PhD position: School of Public Health, University of the Western Cape, South Africa

The School of Public Health is one of the research partners in a four-year EU-funded research project (INCO-DEV) being implemented in three Southern African countries (Angola, Mozambique and South Africa). The study aims to understand how the rise of Global Health Initiatives (e.g. Global Fund to Fight AIDS, TB and Malaria, PEPFAR etc) has impacted the architecture of development partnerships and country-level health systems’ functions. They are calling for applications from South African junior researchers who will be part of a research team that has been put together to implement the GHIs project.

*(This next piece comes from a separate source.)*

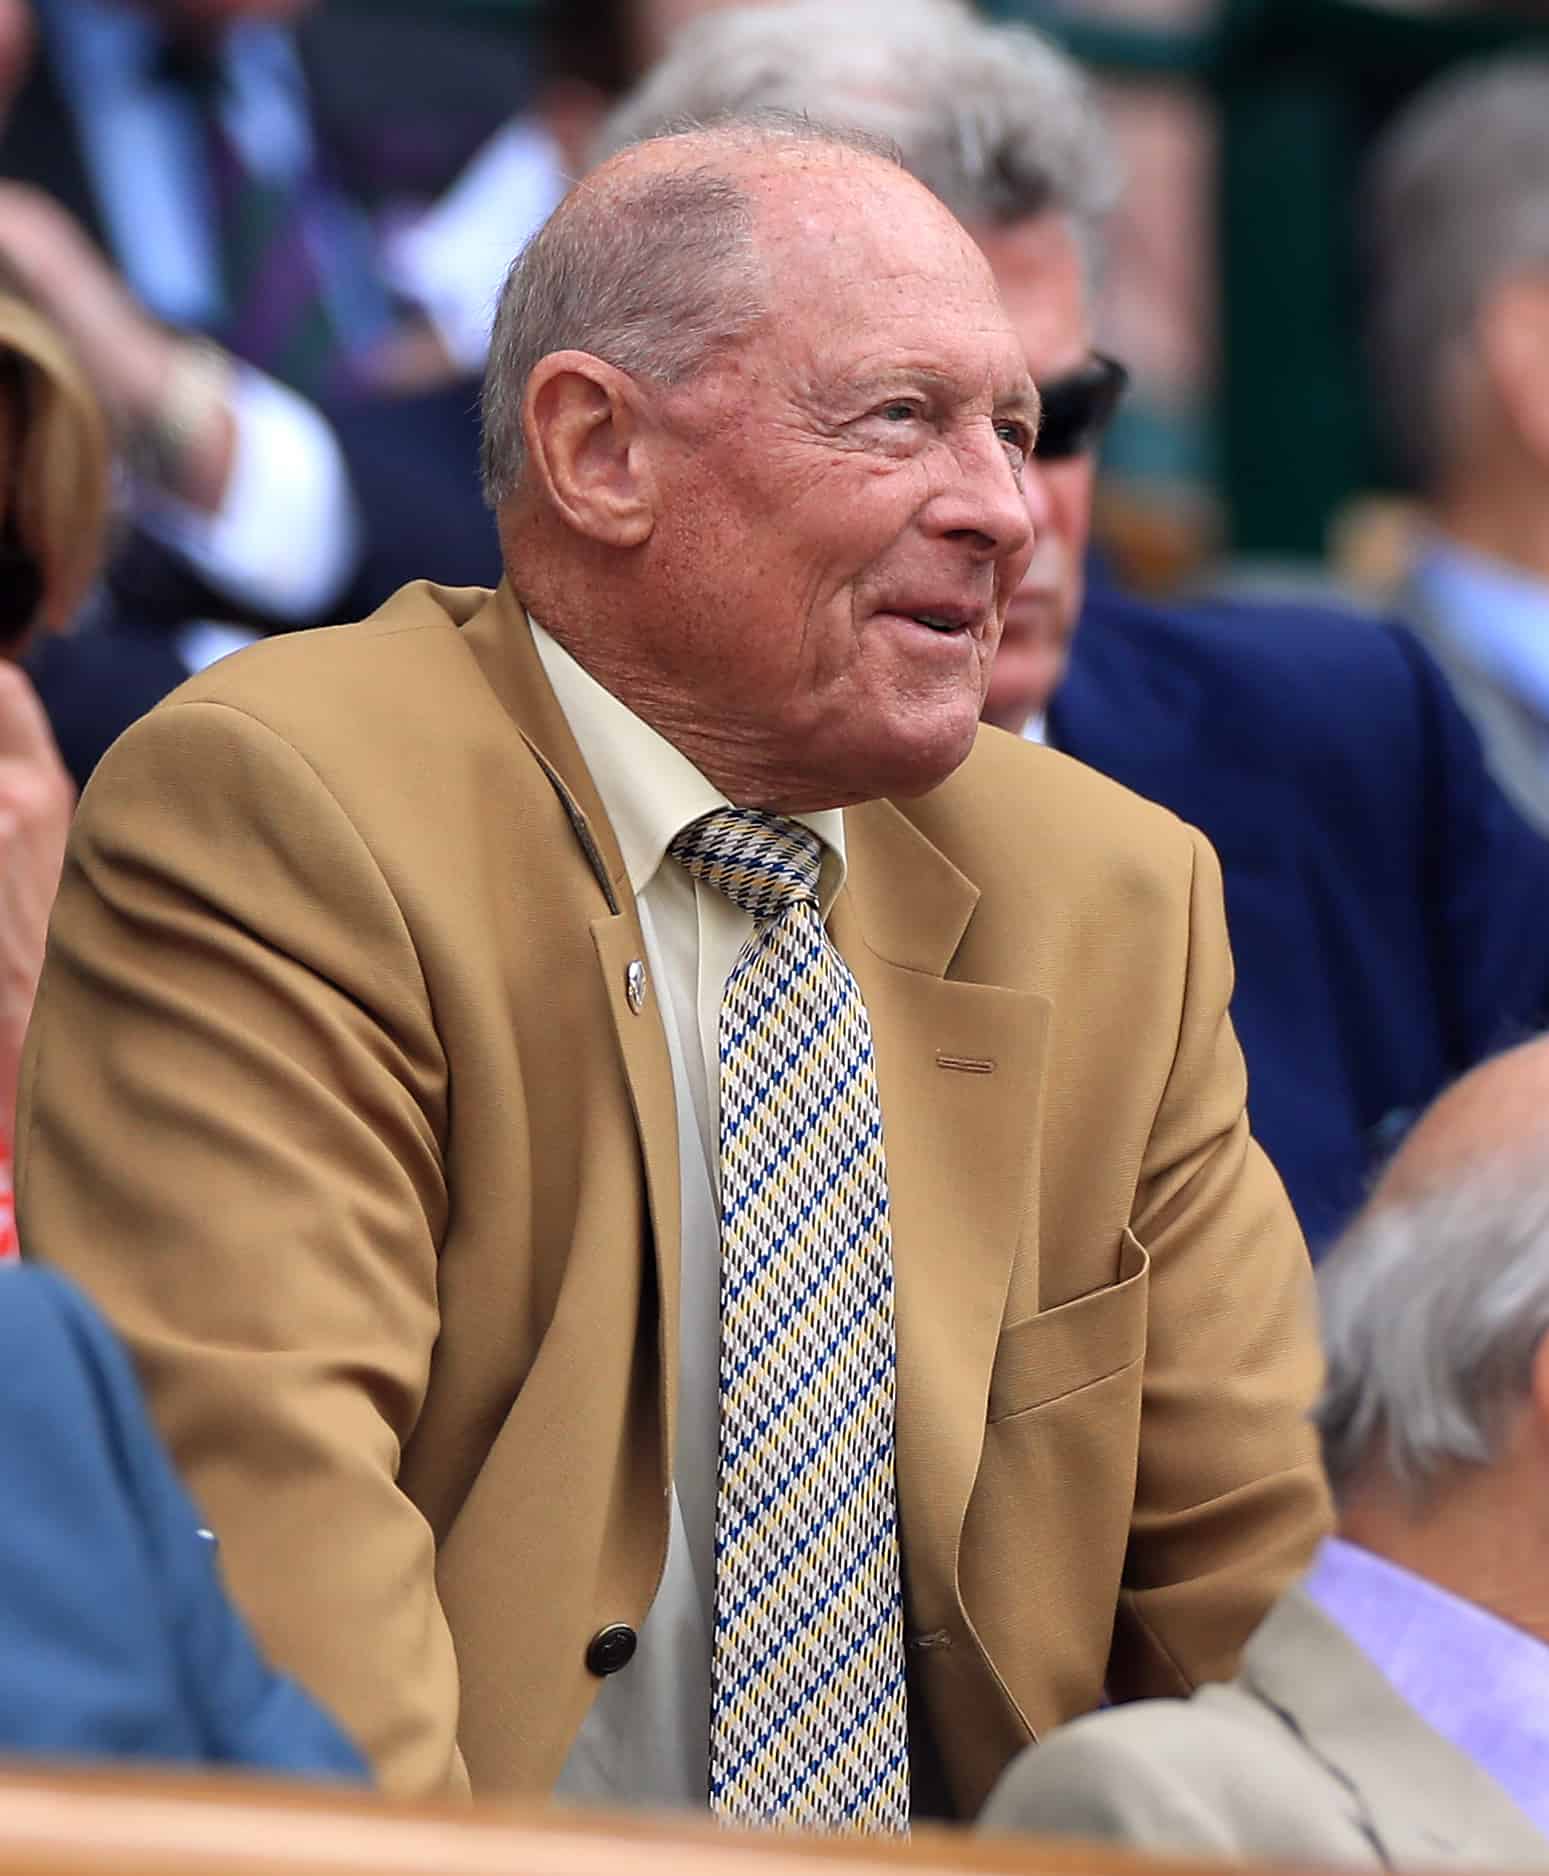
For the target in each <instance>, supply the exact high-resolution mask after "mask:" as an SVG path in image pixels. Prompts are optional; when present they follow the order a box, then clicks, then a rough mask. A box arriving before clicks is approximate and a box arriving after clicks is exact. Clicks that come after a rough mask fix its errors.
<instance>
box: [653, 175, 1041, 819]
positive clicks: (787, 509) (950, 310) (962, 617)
mask: <svg viewBox="0 0 1549 1876" xmlns="http://www.w3.org/2000/svg"><path fill="white" fill-rule="evenodd" d="M754 195H756V199H758V201H759V203H761V216H759V246H761V251H763V257H765V261H767V266H769V278H771V283H773V285H771V298H773V313H771V315H769V317H765V319H763V321H761V325H759V326H758V328H756V332H754V334H752V338H750V340H748V341H746V343H744V345H741V347H739V349H737V351H735V353H733V355H731V356H728V358H726V360H722V362H718V364H714V366H711V368H709V370H707V371H703V373H701V375H699V377H696V379H694V381H692V383H690V385H686V386H681V388H679V390H675V392H669V394H666V396H664V401H662V428H664V437H662V458H660V460H662V463H664V478H662V497H664V499H662V503H660V522H658V529H656V537H654V538H653V544H651V548H653V552H654V555H656V561H654V565H656V568H658V578H660V580H662V587H660V593H662V597H664V600H666V608H664V615H666V619H668V625H666V628H664V634H660V642H658V645H656V647H653V658H654V662H656V666H658V670H664V668H671V666H673V664H675V666H677V668H675V672H671V675H669V683H671V685H673V688H675V690H679V692H681V694H683V696H688V698H692V700H694V705H696V728H698V734H699V735H701V737H707V739H709V743H711V747H713V749H716V750H718V752H724V762H722V767H724V769H726V771H728V773H743V775H750V777H754V782H752V786H750V790H744V795H746V801H748V805H763V807H776V809H786V810H791V809H810V807H827V805H840V803H848V801H865V799H872V797H878V795H891V794H902V795H911V794H921V792H925V790H928V788H934V786H936V784H938V782H940V780H943V779H945V777H947V775H949V773H951V771H953V769H955V767H956V764H958V762H962V758H964V756H966V754H968V749H970V747H971V741H973V734H975V724H977V717H979V709H981V703H983V698H985V687H986V683H988V675H990V666H992V662H994V651H996V643H998V642H1000V630H1001V619H1003V612H1005V604H1007V600H1009V597H1011V593H1013V591H1015V589H1016V583H1018V582H1020V578H1022V570H1024V567H1026V561H1028V552H1030V540H1031V531H1030V514H1028V499H1026V495H1024V493H1022V488H1020V478H1022V469H1024V456H1026V448H1028V443H1030V437H1031V430H1033V426H1035V420H1037V401H1035V394H1033V390H1031V383H1030V377H1028V370H1026V364H1024V360H1022V353H1020V347H1018V343H1016V336H1015V332H1013V330H1011V325H1009V321H1007V317H1005V313H1003V310H1001V306H1000V302H998V298H996V293H994V283H992V280H990V274H988V268H986V266H985V263H983V257H981V255H979V251H977V250H975V248H973V242H971V240H970V238H968V236H966V234H964V233H962V229H960V227H958V225H956V223H955V221H953V219H951V218H949V216H947V214H945V210H941V208H940V204H936V203H934V199H932V197H928V195H926V193H925V191H923V189H919V188H917V186H915V184H913V182H910V180H908V178H906V176H904V174H902V173H893V171H891V169H887V167H885V165H881V163H876V161H872V159H855V158H850V156H848V154H846V158H842V159H835V158H833V156H829V154H827V152H821V154H818V156H814V158H805V156H803V159H801V163H795V161H786V163H784V165H782V167H776V169H773V171H771V173H767V174H765V176H761V178H758V180H756V188H754ZM754 797H758V799H754Z"/></svg>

Further details: /newsletter/id/33235
Tender notice: Review of the SADC HIV and AIDS strategic framework (2003-2007) and the instruments for its operationalisation
SADC Secretariat, June 2008

The SADC Secretariat is inviting tenders to review the SADC HIV and AIDS Strategic Framework (2003-2007) and the instruments for its operationalisation. The deadline for the bid is 7th July 2008 at 16.00hrs. Tenders should be admitted in two sealed separate envelopes clearly labeled Technical Proposal and Financial Proposal and both with the inscription: REVIEW OF THE SADC HIV AND AIDS STRATEGIC FRAMEWORK. The proposals should be addressed to: The Secretary, SADC Internal Tender Evaluation Committee (SITEC), SADC Secretariat, KHAMA CRESECENT, PRIVATE BAG 0095, BOTSWANA. Please note that faxed or emailed proposals will not be considered. The terms of reference are available at the link above.

Think Tank Initiative: Applications invited

The Think Tank Initiative invites applications from independent African organisations that are committed to using research to inform and influence social and economic policy. The Initiative will provide multi-year funding to promising think tanks, and will work with successful applicants to improve their organizational performance. The Think Tank Initiative is a new, multi-donor program dedicated to strengthening independent policy research institutions – or “think tanks” – in developing countries, enabling them to better provide sound research that both informs and influences policy. The Initiative will focus its activities in East and West Africa, South Asia and Latin America. The deadline for submissions is 19 August 2008.